For as long as I can remember, Houston has the Astrodome. And that usually meant that there was (at least one) a plan on how to use a once state of the art professional sports facility after it had fallen well past its prime. New stadiums had been built to replace the relic, but there was still charm in trying to remember the events that occurred in that realm; Astros baseball, Oilers football, High School State Football Championships, The Battle of The Sexes Tennis Match, Concerts, Monster Truck Rallies and Wrestlemania 17. The Astrodome still stands, though some of it has been demolished in efforts to detour trespassing. The City offered a very limited number of tickets to an event to tour the building to a great deal of fanfare. I missed that opportunity, though, I am watching to see if it will ever return. The Dome has an iconic roof , which I would love to get a personal photo of. The roof reminds me on a mixture between a space ship and what I imagine the interior of a disco ball would look like if one were to peer outward from it. Whether in use or not, there is so much nostalgia built into the walls of that location for Houstonians within a specific bracket of ages.

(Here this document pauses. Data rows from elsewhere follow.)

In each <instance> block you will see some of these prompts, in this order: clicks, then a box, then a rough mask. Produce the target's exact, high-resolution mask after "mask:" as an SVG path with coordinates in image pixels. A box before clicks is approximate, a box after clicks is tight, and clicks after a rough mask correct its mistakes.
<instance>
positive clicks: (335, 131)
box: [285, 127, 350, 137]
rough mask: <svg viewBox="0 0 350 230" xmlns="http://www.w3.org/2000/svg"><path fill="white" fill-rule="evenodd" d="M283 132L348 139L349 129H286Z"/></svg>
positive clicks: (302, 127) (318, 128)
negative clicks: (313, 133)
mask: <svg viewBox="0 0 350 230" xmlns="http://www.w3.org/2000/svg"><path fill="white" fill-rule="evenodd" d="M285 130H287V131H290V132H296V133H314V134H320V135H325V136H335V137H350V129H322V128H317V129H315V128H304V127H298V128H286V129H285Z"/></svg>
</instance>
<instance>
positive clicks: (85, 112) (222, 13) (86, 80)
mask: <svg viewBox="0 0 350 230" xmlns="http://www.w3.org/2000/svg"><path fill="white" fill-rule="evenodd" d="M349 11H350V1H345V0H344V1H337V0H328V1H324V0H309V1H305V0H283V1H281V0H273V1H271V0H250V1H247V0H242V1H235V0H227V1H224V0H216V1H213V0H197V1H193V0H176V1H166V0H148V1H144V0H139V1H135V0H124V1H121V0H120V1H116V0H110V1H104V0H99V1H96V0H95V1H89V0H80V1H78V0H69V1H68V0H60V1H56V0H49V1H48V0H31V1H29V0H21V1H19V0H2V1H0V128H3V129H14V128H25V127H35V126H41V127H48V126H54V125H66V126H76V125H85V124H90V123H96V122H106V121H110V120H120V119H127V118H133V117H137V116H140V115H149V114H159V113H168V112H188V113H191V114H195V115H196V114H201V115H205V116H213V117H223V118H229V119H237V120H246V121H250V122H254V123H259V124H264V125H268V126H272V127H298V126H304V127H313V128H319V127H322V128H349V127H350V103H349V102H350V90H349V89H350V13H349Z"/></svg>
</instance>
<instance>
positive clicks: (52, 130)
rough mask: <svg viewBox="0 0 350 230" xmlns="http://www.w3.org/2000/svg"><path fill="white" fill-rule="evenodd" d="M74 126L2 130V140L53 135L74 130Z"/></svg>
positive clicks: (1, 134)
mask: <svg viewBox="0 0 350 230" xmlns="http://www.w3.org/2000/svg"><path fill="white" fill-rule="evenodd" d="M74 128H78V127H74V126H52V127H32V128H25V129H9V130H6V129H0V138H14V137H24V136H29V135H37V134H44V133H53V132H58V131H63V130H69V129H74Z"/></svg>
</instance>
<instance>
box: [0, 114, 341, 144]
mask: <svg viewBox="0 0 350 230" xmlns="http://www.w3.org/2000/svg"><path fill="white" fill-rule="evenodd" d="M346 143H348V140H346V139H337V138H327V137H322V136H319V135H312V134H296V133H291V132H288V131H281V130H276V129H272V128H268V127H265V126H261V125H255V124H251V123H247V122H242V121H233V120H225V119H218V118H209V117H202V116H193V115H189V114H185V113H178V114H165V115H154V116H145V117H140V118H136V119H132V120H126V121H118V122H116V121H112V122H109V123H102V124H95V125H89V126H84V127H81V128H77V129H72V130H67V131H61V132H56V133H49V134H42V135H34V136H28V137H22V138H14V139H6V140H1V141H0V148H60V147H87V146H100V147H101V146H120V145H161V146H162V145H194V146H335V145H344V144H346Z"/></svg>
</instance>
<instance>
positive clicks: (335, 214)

About 10 years ago, the City held a public sale of some of the stadium’s iconic seating. Companies were making bracket conversion kits that would transform the stadium experience to the comfort of your own home. At the time, I didn’t really have the resources (both financially, or practically to get any seats home), but it was a real tempting prospect. Which, in stepping back, may be the most perfect metaphor for how the City of Houston has long held the building itself. There have been many plans along the way, some of which Houstonians were taxed for to renovate or figure out what to do with the 8th Wonder of the World. But we never got it together to gain a consensus. So, we are able to view the structure from afar, never really using it the way anyone has proposed and thinking about the nostalgia we keep for it.

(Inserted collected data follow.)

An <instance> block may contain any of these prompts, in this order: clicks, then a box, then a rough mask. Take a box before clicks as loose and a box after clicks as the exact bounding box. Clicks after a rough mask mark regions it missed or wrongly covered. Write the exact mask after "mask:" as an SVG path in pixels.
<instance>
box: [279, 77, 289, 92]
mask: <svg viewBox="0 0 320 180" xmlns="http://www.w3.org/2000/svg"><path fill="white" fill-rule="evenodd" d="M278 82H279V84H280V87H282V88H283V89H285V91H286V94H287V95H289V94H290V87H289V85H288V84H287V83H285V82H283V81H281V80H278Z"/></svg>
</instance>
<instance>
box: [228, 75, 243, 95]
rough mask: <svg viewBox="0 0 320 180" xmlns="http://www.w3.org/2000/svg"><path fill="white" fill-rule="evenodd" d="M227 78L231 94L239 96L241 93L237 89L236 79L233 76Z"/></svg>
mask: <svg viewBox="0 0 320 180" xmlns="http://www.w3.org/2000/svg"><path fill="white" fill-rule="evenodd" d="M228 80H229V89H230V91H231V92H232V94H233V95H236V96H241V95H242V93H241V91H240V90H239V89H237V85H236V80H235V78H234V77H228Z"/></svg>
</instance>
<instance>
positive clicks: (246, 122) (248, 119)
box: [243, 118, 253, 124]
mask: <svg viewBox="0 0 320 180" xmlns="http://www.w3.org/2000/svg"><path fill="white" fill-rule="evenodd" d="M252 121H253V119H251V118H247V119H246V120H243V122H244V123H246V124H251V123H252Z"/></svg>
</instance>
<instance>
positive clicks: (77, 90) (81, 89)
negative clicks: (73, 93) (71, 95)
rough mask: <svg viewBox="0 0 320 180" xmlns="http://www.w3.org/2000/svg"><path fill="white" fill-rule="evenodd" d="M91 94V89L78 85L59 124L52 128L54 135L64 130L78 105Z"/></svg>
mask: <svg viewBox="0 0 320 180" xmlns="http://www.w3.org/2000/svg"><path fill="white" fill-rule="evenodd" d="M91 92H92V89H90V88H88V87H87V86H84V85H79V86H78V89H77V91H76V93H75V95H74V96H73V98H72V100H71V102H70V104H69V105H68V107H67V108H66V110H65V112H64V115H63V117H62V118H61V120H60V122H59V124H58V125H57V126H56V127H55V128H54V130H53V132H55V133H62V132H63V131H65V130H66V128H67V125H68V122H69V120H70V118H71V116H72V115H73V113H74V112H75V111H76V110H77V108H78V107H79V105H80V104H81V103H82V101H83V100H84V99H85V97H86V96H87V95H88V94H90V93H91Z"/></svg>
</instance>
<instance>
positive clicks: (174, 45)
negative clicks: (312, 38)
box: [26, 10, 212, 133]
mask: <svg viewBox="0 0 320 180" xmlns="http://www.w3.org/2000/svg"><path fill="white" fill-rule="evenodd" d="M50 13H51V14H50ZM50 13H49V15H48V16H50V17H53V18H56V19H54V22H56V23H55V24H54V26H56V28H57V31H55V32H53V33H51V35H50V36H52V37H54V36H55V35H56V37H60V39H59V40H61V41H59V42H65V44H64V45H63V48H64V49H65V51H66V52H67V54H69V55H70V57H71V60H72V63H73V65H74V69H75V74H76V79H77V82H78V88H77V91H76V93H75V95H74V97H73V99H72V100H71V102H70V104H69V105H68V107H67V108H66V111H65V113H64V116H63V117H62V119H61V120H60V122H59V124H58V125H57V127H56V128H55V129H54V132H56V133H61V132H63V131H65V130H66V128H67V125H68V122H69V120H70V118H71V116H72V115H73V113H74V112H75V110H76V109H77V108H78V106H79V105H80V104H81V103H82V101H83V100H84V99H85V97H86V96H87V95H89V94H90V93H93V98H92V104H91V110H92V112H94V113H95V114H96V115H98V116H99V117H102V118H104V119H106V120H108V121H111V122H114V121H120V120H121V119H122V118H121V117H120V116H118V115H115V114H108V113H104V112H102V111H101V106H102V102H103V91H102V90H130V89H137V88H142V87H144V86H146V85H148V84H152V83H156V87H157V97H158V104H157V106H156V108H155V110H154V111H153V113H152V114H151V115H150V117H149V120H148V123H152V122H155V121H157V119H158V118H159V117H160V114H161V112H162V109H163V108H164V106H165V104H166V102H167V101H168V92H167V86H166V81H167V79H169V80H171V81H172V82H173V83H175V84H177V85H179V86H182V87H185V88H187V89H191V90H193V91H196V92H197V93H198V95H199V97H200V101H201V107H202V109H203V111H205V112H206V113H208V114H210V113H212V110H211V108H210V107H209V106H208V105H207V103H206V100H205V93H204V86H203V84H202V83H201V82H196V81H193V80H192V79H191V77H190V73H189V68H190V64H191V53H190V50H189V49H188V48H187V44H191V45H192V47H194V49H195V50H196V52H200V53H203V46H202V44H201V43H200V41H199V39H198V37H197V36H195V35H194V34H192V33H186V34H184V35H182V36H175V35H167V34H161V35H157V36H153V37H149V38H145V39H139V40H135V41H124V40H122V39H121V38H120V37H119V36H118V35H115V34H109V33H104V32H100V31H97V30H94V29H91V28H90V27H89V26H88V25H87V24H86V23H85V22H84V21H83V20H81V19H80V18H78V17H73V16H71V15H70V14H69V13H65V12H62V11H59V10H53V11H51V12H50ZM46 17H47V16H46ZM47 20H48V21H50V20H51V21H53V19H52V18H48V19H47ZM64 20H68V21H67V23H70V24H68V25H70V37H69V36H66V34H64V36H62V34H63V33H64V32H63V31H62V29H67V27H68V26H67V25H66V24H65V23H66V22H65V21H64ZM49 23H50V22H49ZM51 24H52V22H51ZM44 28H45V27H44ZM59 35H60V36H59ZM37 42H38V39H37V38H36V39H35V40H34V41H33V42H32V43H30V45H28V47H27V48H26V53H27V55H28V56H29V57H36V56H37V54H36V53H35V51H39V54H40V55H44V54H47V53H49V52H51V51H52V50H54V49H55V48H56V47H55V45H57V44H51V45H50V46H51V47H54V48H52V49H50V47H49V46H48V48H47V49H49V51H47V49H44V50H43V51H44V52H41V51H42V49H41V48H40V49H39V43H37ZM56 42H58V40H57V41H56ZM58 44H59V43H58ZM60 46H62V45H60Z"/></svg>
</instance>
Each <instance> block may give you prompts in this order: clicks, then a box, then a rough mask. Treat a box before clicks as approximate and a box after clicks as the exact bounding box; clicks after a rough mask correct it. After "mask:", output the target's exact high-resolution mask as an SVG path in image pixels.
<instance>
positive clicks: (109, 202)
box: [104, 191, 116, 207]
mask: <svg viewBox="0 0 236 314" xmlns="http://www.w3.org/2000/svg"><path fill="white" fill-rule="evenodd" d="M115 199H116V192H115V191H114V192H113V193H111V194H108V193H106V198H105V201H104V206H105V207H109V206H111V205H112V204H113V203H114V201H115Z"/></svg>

I’d like to say there is something more transformative here, but the reality is that at the end of the day, it’s poetic and doesn’t always work out the way that we may have hoped. But there is opportunity there to take inventory of the resources we do have access to and know how to make the most of them for as long as we can.

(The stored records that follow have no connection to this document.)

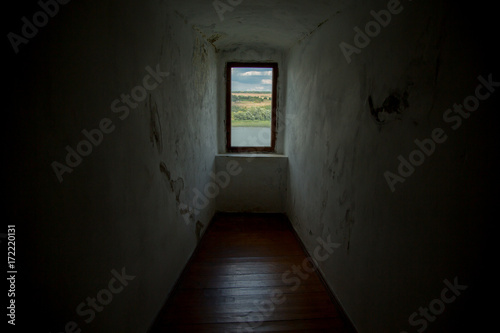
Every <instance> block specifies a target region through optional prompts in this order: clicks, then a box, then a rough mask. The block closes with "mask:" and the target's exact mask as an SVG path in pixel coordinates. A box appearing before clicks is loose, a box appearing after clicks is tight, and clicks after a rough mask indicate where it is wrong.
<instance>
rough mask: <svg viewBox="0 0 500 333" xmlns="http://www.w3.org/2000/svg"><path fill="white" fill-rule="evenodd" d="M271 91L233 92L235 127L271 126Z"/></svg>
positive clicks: (271, 104) (231, 98)
mask: <svg viewBox="0 0 500 333" xmlns="http://www.w3.org/2000/svg"><path fill="white" fill-rule="evenodd" d="M271 97H272V94H271V92H232V94H231V125H232V126H233V127H271V108H272V101H271Z"/></svg>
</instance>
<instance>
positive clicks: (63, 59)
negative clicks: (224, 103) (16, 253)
mask: <svg viewBox="0 0 500 333" xmlns="http://www.w3.org/2000/svg"><path fill="white" fill-rule="evenodd" d="M28 14H31V13H26V14H25V15H28ZM19 22H21V21H19ZM14 28H17V27H13V29H14ZM19 28H20V26H19ZM12 61H13V63H12V76H11V78H12V80H11V81H10V82H12V84H13V89H12V92H13V95H14V96H13V98H12V102H13V108H12V109H11V111H10V112H11V114H12V115H16V117H17V119H15V120H14V121H12V122H11V123H10V124H11V126H12V128H13V129H16V131H14V130H13V132H16V136H15V137H19V133H25V134H24V136H23V138H22V139H20V140H19V141H18V142H16V143H15V145H16V148H17V149H16V150H17V151H16V154H15V158H12V159H10V161H11V163H13V164H14V165H15V167H12V169H13V173H12V174H10V178H11V180H12V183H11V184H9V185H12V187H11V188H12V192H11V193H12V194H16V195H17V200H16V201H15V204H13V205H12V206H11V207H12V212H16V213H15V216H14V217H13V218H12V219H10V223H16V224H17V225H18V233H19V236H18V237H19V247H18V249H19V251H18V252H19V254H18V258H19V262H20V265H22V267H23V269H22V275H20V279H21V278H22V282H21V280H20V281H19V284H18V286H19V293H18V295H19V296H18V303H19V308H18V320H19V325H20V326H23V324H24V325H28V324H30V321H32V322H31V323H33V322H36V327H38V328H39V330H40V331H52V332H61V331H64V328H65V325H66V323H67V322H69V321H75V322H76V323H77V325H78V327H79V328H80V329H82V331H84V332H146V331H147V329H148V328H149V326H150V325H151V323H152V321H153V319H154V318H155V316H156V314H157V312H158V311H159V310H160V308H161V306H162V305H163V302H164V301H165V299H166V297H167V295H168V293H169V291H170V290H171V288H172V286H173V285H174V282H175V281H176V279H177V278H178V276H179V274H180V272H181V270H182V269H183V267H184V265H185V264H186V262H187V260H188V258H189V257H190V255H191V253H192V252H193V250H194V249H195V247H196V244H197V240H198V239H199V238H200V237H201V235H202V233H203V231H204V230H205V228H206V227H207V225H208V223H209V221H210V219H211V218H212V216H213V214H214V211H215V200H213V201H211V202H210V203H209V204H207V205H206V207H204V209H202V210H200V211H199V212H198V213H197V214H191V215H189V214H188V218H187V222H186V220H185V219H184V218H183V217H182V213H181V208H180V207H181V206H180V205H181V204H186V205H189V204H190V201H191V200H192V198H193V194H192V189H193V188H197V187H201V186H203V185H204V184H205V183H206V182H208V181H209V180H210V176H209V175H210V172H212V171H213V170H214V157H215V154H216V153H217V142H216V138H217V135H216V121H217V113H216V106H217V96H216V88H217V86H216V82H217V73H216V67H215V66H216V57H215V51H214V49H213V47H212V45H211V44H209V43H208V42H206V41H205V40H204V39H203V37H202V36H201V35H200V34H199V33H198V32H196V31H195V30H193V29H192V27H191V26H190V25H188V24H186V22H185V21H184V20H183V19H182V18H180V17H179V16H178V15H177V14H175V13H174V11H173V10H171V9H169V8H167V5H166V4H165V3H160V2H158V1H141V2H140V3H139V2H130V1H128V2H126V3H123V2H120V1H111V2H106V3H102V2H101V1H84V2H71V3H69V4H67V5H66V6H64V7H62V8H61V9H60V11H59V14H58V15H57V16H56V17H55V18H54V19H53V20H52V21H51V22H50V24H49V25H47V26H46V27H45V28H44V29H43V31H42V29H41V31H40V32H39V35H38V36H36V37H35V38H33V40H32V41H30V43H29V44H28V45H25V46H24V47H23V48H22V49H21V52H20V53H19V55H18V56H17V57H14V56H13V57H12ZM157 64H158V65H159V68H160V70H162V71H168V72H169V73H170V74H169V76H168V77H165V78H163V81H162V82H161V84H159V85H158V86H157V87H156V88H155V89H152V90H151V91H149V93H148V96H147V98H145V99H144V100H142V101H140V102H138V103H137V105H136V106H135V107H134V108H132V107H129V109H130V113H129V115H128V116H126V117H124V119H123V120H122V119H120V118H119V117H120V116H123V115H124V114H123V113H122V112H119V113H113V111H112V110H111V108H110V107H111V104H112V102H113V101H114V100H115V99H117V98H118V99H119V98H120V96H121V94H130V93H131V90H132V89H133V88H134V87H136V86H137V85H143V84H144V83H143V78H144V77H145V75H147V74H148V72H147V71H146V70H145V68H146V66H151V67H152V68H153V69H155V68H156V66H157ZM9 74H10V73H9ZM148 80H149V81H147V82H148V84H150V85H152V84H153V82H154V81H152V80H150V79H148ZM136 93H137V92H136ZM124 105H125V104H124V103H119V104H117V105H115V106H120V107H123V106H124ZM103 118H109V119H110V121H111V124H112V125H113V126H115V127H114V130H113V131H112V132H111V133H109V134H106V135H105V137H104V138H103V140H102V142H101V143H100V145H99V146H98V147H95V148H94V149H93V151H92V153H91V154H90V155H89V156H87V157H85V158H84V159H83V161H82V162H81V164H80V165H78V166H76V167H75V168H74V169H73V171H72V172H71V173H65V174H64V175H63V181H62V183H60V182H59V181H58V178H57V177H56V175H55V173H54V172H53V170H52V168H51V163H52V162H53V161H59V162H62V163H64V159H65V155H66V151H65V147H66V146H67V145H69V146H71V147H73V148H74V147H76V146H77V145H78V143H79V142H80V141H81V140H84V139H85V137H84V136H83V135H82V134H81V131H82V130H83V129H88V130H90V129H93V128H95V127H97V126H99V123H100V121H101V119H103ZM9 188H10V187H9ZM2 245H3V244H2ZM21 263H22V264H21ZM123 267H124V268H125V271H126V273H127V274H128V275H131V276H135V278H134V279H133V280H132V281H130V282H129V283H128V285H127V286H126V287H125V288H124V289H123V291H122V292H121V293H119V294H116V295H114V298H113V301H112V302H111V303H110V304H108V305H106V306H105V308H104V310H102V312H98V313H96V316H95V319H92V320H90V322H89V323H86V322H85V320H86V319H89V315H84V316H81V315H79V314H78V313H77V312H76V308H77V306H78V305H79V304H80V303H81V302H85V300H86V298H87V297H94V298H95V297H96V295H97V294H98V292H99V291H100V290H102V289H106V288H108V283H109V281H110V279H112V278H113V275H112V273H111V271H112V270H113V269H115V270H117V271H118V272H121V270H122V268H123ZM20 271H21V268H20ZM28 277H29V278H28ZM28 304H29V308H28ZM22 309H24V311H22ZM82 310H88V307H84V308H83V309H82ZM22 313H24V315H22ZM26 315H27V316H28V317H29V318H28V317H25V316H26ZM31 327H32V326H31Z"/></svg>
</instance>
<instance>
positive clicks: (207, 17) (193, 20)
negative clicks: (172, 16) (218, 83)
mask: <svg viewBox="0 0 500 333" xmlns="http://www.w3.org/2000/svg"><path fill="white" fill-rule="evenodd" d="M231 3H232V4H231ZM170 4H171V5H172V7H173V9H174V10H175V12H176V13H177V14H178V15H180V16H181V17H182V18H183V19H184V20H185V21H186V22H187V23H188V24H190V25H192V26H193V28H194V29H196V30H198V31H199V32H200V33H202V34H203V35H204V36H205V38H206V39H207V40H208V41H209V42H210V43H212V44H213V45H214V46H215V47H216V48H217V49H218V50H230V49H234V48H236V47H239V46H249V47H262V48H272V49H288V48H290V47H291V46H292V45H294V44H295V43H296V42H297V41H299V40H301V39H302V38H304V37H306V36H308V35H309V34H311V33H312V32H313V31H314V30H315V29H317V28H318V27H319V26H321V25H322V24H323V23H325V22H326V21H328V20H329V19H330V18H332V17H333V16H335V15H336V14H337V13H338V12H339V11H340V9H341V8H343V7H344V1H342V0H312V1H306V0H286V1H284V0H274V1H273V0H220V1H214V0H172V1H171V2H170ZM215 4H217V5H218V6H220V9H219V12H220V14H218V12H217V10H216V9H215Z"/></svg>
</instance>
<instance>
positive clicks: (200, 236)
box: [196, 220, 204, 242]
mask: <svg viewBox="0 0 500 333" xmlns="http://www.w3.org/2000/svg"><path fill="white" fill-rule="evenodd" d="M203 227H204V225H203V223H201V222H200V221H199V220H198V221H196V241H197V242H199V241H200V239H201V232H202V231H203Z"/></svg>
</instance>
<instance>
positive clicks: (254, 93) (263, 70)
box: [226, 62, 278, 152]
mask: <svg viewBox="0 0 500 333" xmlns="http://www.w3.org/2000/svg"><path fill="white" fill-rule="evenodd" d="M226 73H227V81H226V82H227V87H226V148H227V151H228V152H274V147H275V141H276V81H277V78H278V64H276V63H235V62H230V63H228V64H227V68H226Z"/></svg>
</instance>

The track this week is the ever solid “Houston Oiler Disco” by Donna and The Dolls. I selected the piece because it obviously has the football tie-in, but also because I found this really amazing vintage helmet shaped vinyl. Call it sappy, but I fell for it hook, line and sinker. It’s a Disco, which substantiates my personal ideation of the roof, but maybe you remember it differently.
Either way, welcome to November, let’s make some magic happen and look out for one another.